All our Easter Sunday readings speak of renewed life and joy. In this first reading the prophet Jeremiah imagines a joyful scene of dance and music as the people return home to Jerusalem from exile in Babylon. They look forward to re-planting the land in new vineyards that will bear delicious fruit.

Alternate First Reading or Second Reading: Acts 10:34-43

In the Acts of the Apostles the evangelist Luke tells how Christianity reached out  from its Jewish beginnings to incorporate all humankind. That story begins in this reading as we see Peter taking the gospel for the first time to a gentile family. Visiting the household of the centurion Cornelius, a ranking Roman army officer yet a good man and a believer, Peter assures them that Jesus was sent by God to all humanity, was crucified but raised from the dead, and now saves us and forgives our sins in God’s name.

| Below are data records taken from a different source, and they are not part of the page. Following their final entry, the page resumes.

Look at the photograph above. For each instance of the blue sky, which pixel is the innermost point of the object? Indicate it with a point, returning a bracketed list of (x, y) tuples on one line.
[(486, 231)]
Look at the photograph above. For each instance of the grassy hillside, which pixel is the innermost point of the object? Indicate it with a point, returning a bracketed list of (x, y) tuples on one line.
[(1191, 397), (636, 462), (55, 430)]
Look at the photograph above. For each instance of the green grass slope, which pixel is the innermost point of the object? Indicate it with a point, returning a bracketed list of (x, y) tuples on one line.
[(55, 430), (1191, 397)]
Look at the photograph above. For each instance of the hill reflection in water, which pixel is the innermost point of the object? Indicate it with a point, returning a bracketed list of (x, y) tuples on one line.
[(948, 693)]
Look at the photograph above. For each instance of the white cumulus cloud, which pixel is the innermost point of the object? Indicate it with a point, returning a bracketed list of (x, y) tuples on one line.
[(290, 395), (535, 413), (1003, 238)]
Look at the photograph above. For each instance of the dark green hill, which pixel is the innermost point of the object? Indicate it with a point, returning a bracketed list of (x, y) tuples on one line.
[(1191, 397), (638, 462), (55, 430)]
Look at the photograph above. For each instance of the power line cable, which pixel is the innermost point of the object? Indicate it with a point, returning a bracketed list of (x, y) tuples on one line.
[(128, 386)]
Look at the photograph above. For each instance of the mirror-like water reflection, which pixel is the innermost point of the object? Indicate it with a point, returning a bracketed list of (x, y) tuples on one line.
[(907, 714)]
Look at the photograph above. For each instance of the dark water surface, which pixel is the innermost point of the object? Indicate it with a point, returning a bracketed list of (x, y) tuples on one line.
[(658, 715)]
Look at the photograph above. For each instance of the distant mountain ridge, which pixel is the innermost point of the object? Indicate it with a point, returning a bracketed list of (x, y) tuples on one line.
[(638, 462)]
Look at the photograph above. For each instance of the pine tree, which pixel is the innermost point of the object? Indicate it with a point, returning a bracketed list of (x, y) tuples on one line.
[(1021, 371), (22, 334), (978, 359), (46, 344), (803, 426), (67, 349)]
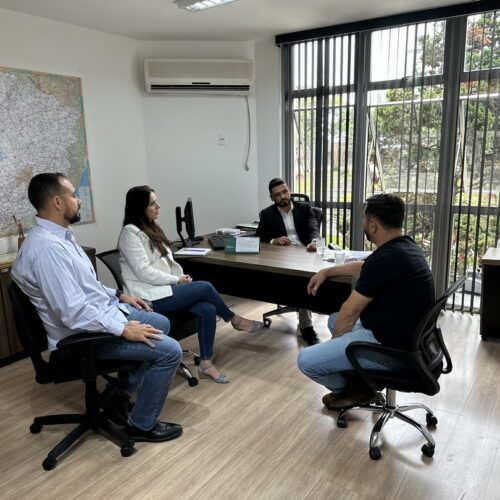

Psalm: Psalm 118:1-2, 14-24

This ancient hymn sings Israel’s joyful thanks to God for victory over its enemies, and our Jewish brothers and sisters traditionally read it during Passover, which begins Wednesday, April 8, and continues through next Thursday. Christians may also imagine an image of Jesus in the prophetic words, “The stone that the builders rejected has become the chief cornerstone.” These verses shout out the hope of an Easter people: “I shall not die, but I shall live … The Lord … did not give me over to death. … I thank you that you have answered me and have become my salvation.”

Second Reading: Colossians 3:1-4

Even in difficult times, Christ is with us, this short letter assures the persecuted Christians of Colossae in Turkey. Just as Jesus was raised from the dead, Christians are connected in baptism and raised through life in Christ, its author writing in Paul’s name assures the people. The following verses urge the people to endure their difficulties with patience and the strength that comes from God’s glorious power expressed through Jesus – not in a distant second coming but in the here and now.

Gospel: John 20:1-18 or Matthew 28:1-10

Just as multiple witnesses to any amazing event will recall details differently, each of the four evangelists differs somewhat in his account of Jesus’ friends finding the empty tomb. In the two Gospels that may be read in this lectionary year, John’s version tells us that only Mary Magdalene was there. John portrays her, in beautifully tender verses, as the only one who stayed at the empty tomb after everyone else left. Then, to her joyful delight, Jesus greeted her by name! In Matthew’s account, it’s the group of women who encounter the risen Christ. He greets them, they fall at his feet to worship him, and he tells them to go back and direct the men to go to Galilee to see Jesus there.